Sunday, April 6, 2008

CO2 Omissions

Having now come out of the closet so to speak and nailed my colours publicly to the mast, just for a giggle, I thought I'd do a little joined up reasoning over this climate change nonsense.

Postulation; Trees and plants are good for the planet. No problem there; Trees give shade and do all sorts of good stuff for the environment. Birds nest in them, they hold otherwise unstable soil masses together and prevent erosion. They provide habitat for all sorts of other creatures. Trees, I think we can all be agreed, are really good. Terrific. Wonderful things. No problem with trees at all. Trees are excellent. Amazing things, trees. Hold the phone! Trees and plants need Co2 for photosynthesis, ergo cutting Co2 emissions will harm trees. Too little Co2 means trees and plants can't photosynthesise properly and will die. No more trees and plants, no more bunnies to hug. Soon no more people. Ergo; Co2 is good for trees and pretty plants. Therefore what is good for trees is good for people. Ergo we need more Co2, not less.

Postulation; Water vapour is a bigger 'greenhouse gas' than CO2 (95% more of a 'greenhouse gas'). Trees give off lots of water vapour. Watch a forest in BC, they give off so much water vapour it looks like the mountains are on fire. Help! Screams nice Mr Gore. Cut down trees to save earth from boiling with too much greenhouse gas! All trees cut down by AGW'ers to 'save earth from water vapour. Oops. No more trees, soon no more plants, then no more bunnies to hug, and no more people. All gone with Dinosaurs. Bye bye.
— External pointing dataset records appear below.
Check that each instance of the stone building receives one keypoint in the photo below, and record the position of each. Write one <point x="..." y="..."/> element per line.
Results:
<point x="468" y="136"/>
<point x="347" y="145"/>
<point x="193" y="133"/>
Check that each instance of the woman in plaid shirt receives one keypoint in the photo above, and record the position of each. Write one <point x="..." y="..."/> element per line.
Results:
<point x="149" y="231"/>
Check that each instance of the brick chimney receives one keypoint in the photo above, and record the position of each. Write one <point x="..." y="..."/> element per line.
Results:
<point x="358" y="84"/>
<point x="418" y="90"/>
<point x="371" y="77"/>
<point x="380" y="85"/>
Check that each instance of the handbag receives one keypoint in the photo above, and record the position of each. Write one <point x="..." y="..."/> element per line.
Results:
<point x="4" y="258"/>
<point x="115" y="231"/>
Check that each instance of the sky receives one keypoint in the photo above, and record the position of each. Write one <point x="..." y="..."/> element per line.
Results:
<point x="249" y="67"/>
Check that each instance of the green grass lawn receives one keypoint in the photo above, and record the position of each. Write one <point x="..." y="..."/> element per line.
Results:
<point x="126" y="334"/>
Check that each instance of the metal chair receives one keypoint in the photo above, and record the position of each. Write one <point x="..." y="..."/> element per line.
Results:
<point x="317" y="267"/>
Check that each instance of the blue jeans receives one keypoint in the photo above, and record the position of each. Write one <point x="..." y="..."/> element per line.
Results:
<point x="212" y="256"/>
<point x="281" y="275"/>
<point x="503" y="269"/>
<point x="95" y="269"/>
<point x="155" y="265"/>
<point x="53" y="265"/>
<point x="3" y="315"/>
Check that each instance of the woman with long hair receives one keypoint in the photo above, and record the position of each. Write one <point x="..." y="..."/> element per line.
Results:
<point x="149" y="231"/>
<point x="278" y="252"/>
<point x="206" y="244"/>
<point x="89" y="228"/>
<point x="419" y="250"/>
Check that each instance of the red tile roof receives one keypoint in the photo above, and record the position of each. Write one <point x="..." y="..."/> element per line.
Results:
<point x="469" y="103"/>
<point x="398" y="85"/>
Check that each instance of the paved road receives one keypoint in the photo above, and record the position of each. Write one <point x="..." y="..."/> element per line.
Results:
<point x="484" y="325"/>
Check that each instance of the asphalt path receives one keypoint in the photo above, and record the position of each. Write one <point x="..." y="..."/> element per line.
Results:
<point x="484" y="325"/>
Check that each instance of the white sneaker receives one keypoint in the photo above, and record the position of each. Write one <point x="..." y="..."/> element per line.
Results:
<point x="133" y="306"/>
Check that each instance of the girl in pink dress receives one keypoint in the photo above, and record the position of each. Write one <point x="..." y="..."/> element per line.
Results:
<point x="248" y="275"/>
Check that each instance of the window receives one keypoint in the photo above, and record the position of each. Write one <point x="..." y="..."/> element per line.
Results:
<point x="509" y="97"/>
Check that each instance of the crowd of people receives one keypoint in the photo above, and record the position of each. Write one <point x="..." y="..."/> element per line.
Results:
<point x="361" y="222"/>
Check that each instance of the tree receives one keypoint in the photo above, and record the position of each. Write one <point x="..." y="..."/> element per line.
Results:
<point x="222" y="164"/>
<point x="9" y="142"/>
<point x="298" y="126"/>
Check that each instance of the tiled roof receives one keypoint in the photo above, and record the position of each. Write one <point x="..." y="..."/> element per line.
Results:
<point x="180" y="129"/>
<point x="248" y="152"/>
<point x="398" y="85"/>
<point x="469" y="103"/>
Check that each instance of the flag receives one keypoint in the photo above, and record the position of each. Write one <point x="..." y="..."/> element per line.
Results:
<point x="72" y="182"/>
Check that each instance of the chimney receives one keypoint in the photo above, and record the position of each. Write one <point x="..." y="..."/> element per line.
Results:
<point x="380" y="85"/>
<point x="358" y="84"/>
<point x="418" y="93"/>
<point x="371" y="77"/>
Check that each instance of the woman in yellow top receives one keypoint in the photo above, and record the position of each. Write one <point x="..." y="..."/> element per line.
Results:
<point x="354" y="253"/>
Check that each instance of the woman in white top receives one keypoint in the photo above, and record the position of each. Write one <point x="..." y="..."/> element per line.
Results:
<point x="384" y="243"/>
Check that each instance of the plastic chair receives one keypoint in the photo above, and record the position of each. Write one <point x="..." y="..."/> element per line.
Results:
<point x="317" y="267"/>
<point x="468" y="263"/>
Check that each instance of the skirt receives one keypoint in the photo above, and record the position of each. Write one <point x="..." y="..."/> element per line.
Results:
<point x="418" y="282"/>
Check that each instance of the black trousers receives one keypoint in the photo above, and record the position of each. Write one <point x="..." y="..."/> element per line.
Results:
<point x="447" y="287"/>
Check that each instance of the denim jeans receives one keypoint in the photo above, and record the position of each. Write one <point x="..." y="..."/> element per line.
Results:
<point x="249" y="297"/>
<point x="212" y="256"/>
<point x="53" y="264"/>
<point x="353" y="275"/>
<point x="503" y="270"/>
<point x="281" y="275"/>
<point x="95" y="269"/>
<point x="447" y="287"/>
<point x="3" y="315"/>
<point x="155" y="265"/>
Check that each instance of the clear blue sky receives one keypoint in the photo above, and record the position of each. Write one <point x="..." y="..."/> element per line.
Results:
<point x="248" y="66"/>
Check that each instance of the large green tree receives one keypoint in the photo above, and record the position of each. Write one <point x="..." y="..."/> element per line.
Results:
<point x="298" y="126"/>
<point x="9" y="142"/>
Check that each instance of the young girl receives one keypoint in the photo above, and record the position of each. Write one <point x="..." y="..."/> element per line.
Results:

Postulation; Mankind causes temperature to rise and kills planet. Sun not responsible at all, no how. All mankinds fault. Bad, bad, naughty mankind. Mr Gore says mankind gives off gases. Gases trap heat on Earth. Heat rises. Mother Gaia gets too hot and dies. Mankind bad and sent to bed early. Mankind dies, very bad. Mr Gore says this will happen so must be true. Mr Gore politician not scientist. Mr Gore fly big jet around world telling mankind it is bad and should buy all his nice carbon trading thingies to stop feeling guilty. Mankind too busy buying carbon trading thingies, not put food aside in case of bad weather. Mr Gore get very rich. Mr Gore not care about sun. Sun not care about Mr Gore. Sun gets hotter and heats up solar system. Earth is in solar system. Earth gets warmer. Mankind still stuck on Earth and needs better air conditioning. Sun cools a bit. Solar system cools down. Earth cools down. Mankind relearns how to make snowmen. Mankind try to eat carbon trading thingies. Not tasty. Carbon trading thingies not nourishing. Mankind starve. All die. Hello extinction, next species please.